Pötzsch-Blitz, das Werk ist eine wahre Wucht

Voller Stern Voller Stern Voller Stern Voller Stern Voller Stern
redcat Avatar

Von

Herbst 1518: Sechs Jahre ist es her, dass Johann Georg Faustus mit seinem Gehilfen Karl Wagner und seiner mittlerweile 17-jährigen Tochter Greta aus den Katakomben von Nürnberg geflohen ist. Als Quacksalber und Astrologe ist Faustus sehr gefragt und zieht von Stadt zu Stadt. Doch es geht das Gerücht umher, dass Faustus das Geheimnis des „Stein der Weisen“ kennen würde. Auf dieses Wissen, wie man Gold herstellen kann, ist auch Papst Leo X., der finanziell am Ende ist und Machtansprüche bewahren möchte, erpicht. Es beginnt eine Jagd durch Deutschland und Frankreich, um Faustus nach Rom zu schaffen.
Gleichzeitig aber plagt Faustus eine unerklärliche Krankheit, die ihn lähmt.
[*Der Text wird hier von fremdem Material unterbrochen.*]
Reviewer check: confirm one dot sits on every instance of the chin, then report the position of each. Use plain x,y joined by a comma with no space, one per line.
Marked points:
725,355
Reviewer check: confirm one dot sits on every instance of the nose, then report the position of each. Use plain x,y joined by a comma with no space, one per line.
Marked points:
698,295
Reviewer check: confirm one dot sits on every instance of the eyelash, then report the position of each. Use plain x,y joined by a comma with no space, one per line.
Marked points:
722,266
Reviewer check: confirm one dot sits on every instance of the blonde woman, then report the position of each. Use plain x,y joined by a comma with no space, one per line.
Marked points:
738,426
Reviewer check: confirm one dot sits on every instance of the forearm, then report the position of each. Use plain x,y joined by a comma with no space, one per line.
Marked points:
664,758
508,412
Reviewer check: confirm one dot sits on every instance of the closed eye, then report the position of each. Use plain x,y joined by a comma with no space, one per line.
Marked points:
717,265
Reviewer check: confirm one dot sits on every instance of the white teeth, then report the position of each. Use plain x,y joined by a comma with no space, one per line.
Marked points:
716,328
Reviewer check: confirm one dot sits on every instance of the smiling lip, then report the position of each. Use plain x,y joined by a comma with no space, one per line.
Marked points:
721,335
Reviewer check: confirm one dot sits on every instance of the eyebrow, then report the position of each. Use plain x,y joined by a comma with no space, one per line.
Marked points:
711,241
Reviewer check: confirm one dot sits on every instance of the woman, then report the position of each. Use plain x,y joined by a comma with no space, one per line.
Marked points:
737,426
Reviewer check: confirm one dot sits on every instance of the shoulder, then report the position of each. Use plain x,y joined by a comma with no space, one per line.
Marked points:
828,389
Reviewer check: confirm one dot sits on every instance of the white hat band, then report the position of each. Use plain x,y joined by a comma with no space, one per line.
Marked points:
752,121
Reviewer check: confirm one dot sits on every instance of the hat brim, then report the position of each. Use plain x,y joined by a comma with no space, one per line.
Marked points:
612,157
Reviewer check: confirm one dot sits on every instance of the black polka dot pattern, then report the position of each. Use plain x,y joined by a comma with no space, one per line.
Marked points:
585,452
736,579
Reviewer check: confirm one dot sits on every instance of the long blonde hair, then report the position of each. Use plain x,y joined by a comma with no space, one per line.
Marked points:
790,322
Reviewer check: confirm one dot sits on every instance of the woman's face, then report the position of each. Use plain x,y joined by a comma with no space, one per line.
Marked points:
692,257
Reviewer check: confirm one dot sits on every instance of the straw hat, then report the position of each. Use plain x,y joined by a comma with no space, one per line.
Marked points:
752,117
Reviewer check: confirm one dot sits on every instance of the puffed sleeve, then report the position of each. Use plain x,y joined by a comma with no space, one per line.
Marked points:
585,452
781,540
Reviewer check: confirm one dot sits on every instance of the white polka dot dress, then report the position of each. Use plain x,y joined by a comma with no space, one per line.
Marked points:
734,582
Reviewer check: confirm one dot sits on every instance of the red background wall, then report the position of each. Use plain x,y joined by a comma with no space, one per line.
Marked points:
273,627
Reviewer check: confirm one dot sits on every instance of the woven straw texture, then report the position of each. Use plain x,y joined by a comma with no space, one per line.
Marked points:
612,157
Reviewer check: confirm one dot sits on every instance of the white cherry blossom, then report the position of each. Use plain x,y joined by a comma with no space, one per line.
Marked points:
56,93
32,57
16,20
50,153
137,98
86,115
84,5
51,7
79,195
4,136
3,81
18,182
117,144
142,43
Ist diese Krankheit natürlicher Art oder steckt der Teufel dahinter? Er hofft, dass er Rat bei beim großen Meister Leonardo da Vinci bekommen könnte und reist nach Amboise (Frankreich). Auch wenn Leonardo keine Lösung für sein gesundheitliches Problem hat, gibt er ihm eine Botschaft mit auf den Weg, die in den Händen von falschen 'Wissern' fatale Folgen für die ganze Welt haben könnte.
Und nun trägt Faustus eine große Verantwortung mit sich......
Kommt es zu einem erneuten Deal mit dem Teufel, der in der Haut seines Widersachers und alten Lehrmeisters Tonio del Moravia steckt?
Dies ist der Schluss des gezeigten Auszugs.